The title is a little cheesy, but it describes it. 
So, I though I'd start this journal so I can write about everything that is happening with Dixie. Things are hard now with her, but this will show our progress. :]
Dixie, I've been through so much crap with her this past year. June 11th was my year anniversary with her, and I hate to say there were so many downs this year. Then though, of course, he had our ups. :] 
Dixie really taught me how to ride, unlike no horse had. When I first got her I was intimidated by her, she seemed so big (even though she isn't), she was so strong to me, I'd never experienced a horse like her. Within my first 4 months I had her, I'd fallen of 3 times. At times, she definitely did shatter my confidence, she made me so nervous. She gave me all my anxiety in my riding. She would jump the jumps 2 feet higher then they should be jumped, she would at the smallest things. But now, from her, I'm a lot more brave.

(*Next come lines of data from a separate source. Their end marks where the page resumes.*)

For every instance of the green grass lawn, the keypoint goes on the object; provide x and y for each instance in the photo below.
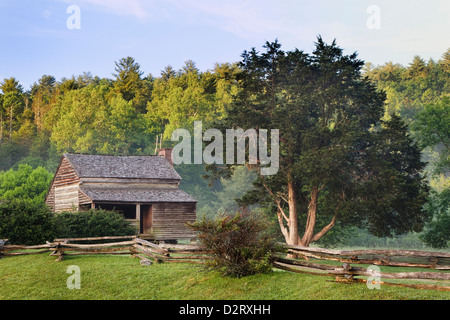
(123, 278)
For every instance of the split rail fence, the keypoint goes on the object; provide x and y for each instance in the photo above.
(316, 261)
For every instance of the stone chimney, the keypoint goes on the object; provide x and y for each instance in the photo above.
(166, 153)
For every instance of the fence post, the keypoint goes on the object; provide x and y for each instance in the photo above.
(59, 253)
(2, 243)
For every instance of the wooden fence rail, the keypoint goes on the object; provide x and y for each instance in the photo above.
(311, 262)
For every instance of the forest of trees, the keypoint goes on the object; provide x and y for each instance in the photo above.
(130, 112)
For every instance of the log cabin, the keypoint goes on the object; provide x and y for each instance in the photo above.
(145, 189)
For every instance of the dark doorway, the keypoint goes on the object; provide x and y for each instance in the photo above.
(127, 210)
(146, 219)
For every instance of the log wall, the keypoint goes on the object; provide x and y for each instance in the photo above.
(61, 195)
(169, 220)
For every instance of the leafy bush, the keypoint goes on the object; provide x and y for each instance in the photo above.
(239, 244)
(25, 222)
(92, 223)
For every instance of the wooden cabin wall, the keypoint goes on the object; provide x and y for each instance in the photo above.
(169, 220)
(63, 195)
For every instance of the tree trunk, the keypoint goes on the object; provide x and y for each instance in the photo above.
(293, 215)
(311, 218)
(10, 122)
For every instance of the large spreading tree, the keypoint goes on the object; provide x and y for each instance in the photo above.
(339, 163)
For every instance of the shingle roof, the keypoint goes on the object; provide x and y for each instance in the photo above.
(137, 195)
(142, 167)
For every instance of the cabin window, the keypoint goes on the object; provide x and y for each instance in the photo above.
(128, 210)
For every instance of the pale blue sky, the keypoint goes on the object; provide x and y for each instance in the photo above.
(35, 40)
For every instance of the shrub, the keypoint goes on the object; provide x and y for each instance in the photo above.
(92, 223)
(239, 244)
(26, 222)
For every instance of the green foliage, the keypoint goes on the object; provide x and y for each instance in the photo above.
(431, 128)
(239, 244)
(25, 183)
(92, 223)
(331, 140)
(437, 232)
(26, 222)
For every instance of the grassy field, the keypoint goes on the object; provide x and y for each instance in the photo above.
(39, 277)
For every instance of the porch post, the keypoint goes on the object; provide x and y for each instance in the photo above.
(138, 215)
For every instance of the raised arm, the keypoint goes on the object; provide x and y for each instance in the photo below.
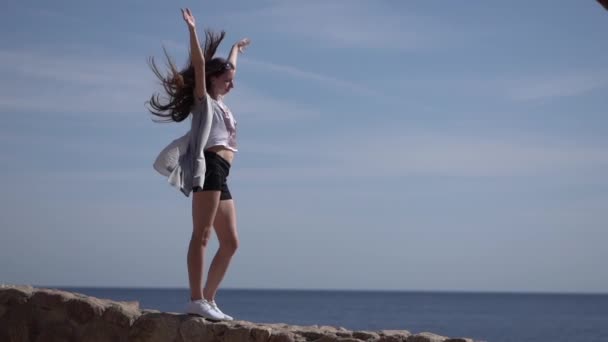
(236, 48)
(196, 55)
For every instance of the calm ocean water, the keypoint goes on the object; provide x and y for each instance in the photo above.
(492, 317)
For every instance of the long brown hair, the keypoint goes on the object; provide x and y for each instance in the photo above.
(179, 85)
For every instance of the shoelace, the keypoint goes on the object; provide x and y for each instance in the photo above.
(214, 305)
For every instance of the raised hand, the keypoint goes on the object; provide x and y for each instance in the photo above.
(242, 44)
(188, 17)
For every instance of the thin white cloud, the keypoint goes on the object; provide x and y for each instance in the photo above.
(429, 154)
(359, 24)
(562, 84)
(249, 104)
(43, 81)
(324, 80)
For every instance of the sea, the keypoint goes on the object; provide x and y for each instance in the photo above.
(491, 317)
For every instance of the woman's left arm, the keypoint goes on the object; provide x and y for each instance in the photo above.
(238, 47)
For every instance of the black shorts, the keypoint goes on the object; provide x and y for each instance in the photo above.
(216, 174)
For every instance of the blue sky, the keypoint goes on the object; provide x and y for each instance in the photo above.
(398, 145)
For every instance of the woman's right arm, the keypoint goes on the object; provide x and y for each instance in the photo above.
(196, 54)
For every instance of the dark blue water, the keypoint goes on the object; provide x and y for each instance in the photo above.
(492, 317)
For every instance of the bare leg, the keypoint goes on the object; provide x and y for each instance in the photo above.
(204, 208)
(225, 228)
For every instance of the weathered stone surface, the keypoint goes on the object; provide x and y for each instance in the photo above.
(56, 332)
(366, 335)
(394, 335)
(237, 334)
(328, 337)
(155, 328)
(261, 334)
(32, 315)
(282, 336)
(102, 331)
(85, 309)
(426, 337)
(196, 329)
(50, 299)
(11, 295)
(123, 314)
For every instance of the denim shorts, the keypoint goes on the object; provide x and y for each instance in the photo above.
(216, 175)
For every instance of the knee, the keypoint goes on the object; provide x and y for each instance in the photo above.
(201, 236)
(230, 245)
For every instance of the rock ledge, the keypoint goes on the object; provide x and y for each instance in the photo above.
(36, 314)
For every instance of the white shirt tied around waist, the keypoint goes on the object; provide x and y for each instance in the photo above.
(223, 128)
(183, 160)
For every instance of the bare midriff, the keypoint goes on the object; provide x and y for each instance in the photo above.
(223, 152)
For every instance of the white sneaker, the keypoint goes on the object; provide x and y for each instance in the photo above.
(204, 309)
(214, 306)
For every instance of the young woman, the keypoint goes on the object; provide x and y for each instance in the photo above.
(199, 162)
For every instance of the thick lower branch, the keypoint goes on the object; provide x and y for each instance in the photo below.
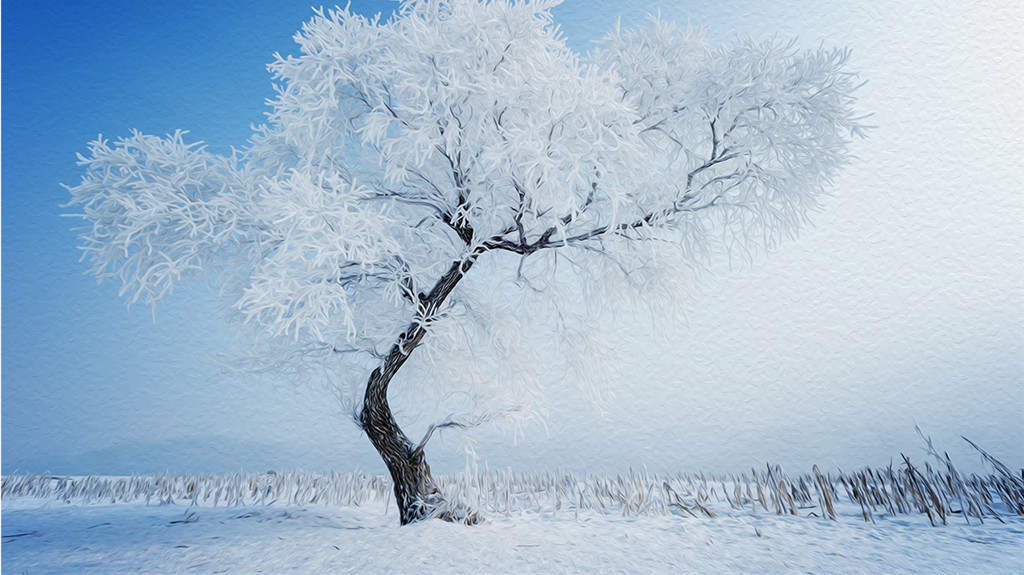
(415, 491)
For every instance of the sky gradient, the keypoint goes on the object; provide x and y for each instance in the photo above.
(901, 305)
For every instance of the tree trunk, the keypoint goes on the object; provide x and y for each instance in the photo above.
(415, 491)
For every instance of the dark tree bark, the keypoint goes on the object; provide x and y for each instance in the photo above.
(415, 491)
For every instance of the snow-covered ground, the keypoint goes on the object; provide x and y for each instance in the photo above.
(50, 535)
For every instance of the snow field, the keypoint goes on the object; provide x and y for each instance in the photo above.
(760, 522)
(57, 538)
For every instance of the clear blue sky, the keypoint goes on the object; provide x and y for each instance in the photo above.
(904, 304)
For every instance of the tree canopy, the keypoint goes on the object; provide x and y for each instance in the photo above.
(397, 152)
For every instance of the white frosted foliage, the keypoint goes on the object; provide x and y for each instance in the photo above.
(461, 131)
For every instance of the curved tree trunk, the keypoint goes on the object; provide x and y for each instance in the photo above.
(415, 491)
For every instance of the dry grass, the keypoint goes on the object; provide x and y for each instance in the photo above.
(907, 488)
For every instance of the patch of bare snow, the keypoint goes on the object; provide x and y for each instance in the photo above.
(46, 537)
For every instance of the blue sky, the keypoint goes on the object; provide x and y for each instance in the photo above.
(903, 304)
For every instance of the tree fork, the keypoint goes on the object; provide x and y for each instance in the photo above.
(416, 494)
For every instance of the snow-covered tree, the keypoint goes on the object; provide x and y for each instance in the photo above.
(402, 156)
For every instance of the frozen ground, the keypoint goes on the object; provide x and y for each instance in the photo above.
(48, 536)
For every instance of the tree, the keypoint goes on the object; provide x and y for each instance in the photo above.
(399, 155)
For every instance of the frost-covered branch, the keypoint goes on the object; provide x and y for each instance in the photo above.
(400, 152)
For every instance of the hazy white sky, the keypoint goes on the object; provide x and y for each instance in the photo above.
(902, 305)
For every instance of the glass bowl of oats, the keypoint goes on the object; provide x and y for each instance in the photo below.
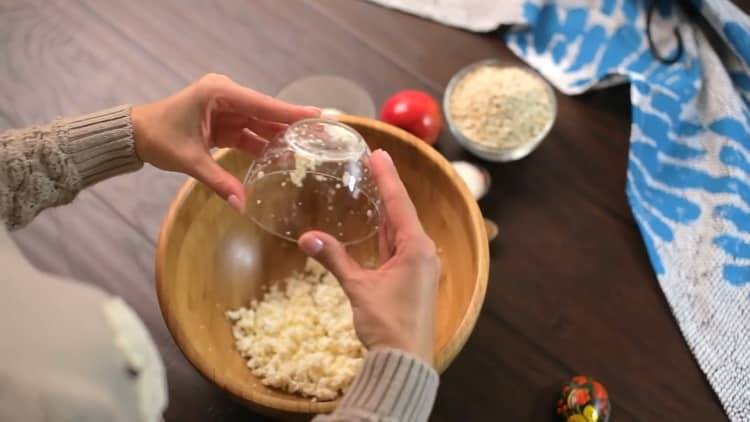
(314, 176)
(499, 111)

She's bolted with me a countless number of times. And by bolt, I mean a legit bolt. A full on gallop from a walk. That type of bolt. It was so scary at first, but I eventually learned to just enjoy the ride.
Dixie's jumping, that's what really freaked me out. It was spastic, she was hard to handle. The pony (loved the pony, I'll have to write about him) I rode before was hard, but not like her. Dixie did crazy jumps, at first, I was barely able to hold on, and it was _so_ scary. But now, she taught me how to stay on with ease. She's literally done a 4 foot bunny hop over a 18 in. crossrail.... that was quite fun though.
Now though, time to say what's been going on lately. Things are far from perfect, but SO much better. I'm so proud of my pony. Slowly, Dixie over coming her fear of jumping plastic flowers, and any other "scary" jump. She was sent away for training for a month, and is now less spooky. Our jumping courses have been less spastic, and we are now perfecting our dressage. Dixie really has been amazing lately. She is going to her first 3 day in August, and I'm really working hard for that.


----------



## extraordinary (Jul 14, 2011)

Is today the 20th? I think so. . . Well almost 21st.
July 20th-
Dixie was amazing today. She was a bit spooky on the streets; two little westies made her bolt, but you know, they are pretty scary! My lesson was great though. We jumped. I went over a coop without much of a problem, and all the other jumps. Things are looking up! She gave me one dirty stop at the coop, but that was it really. So, yay!


----------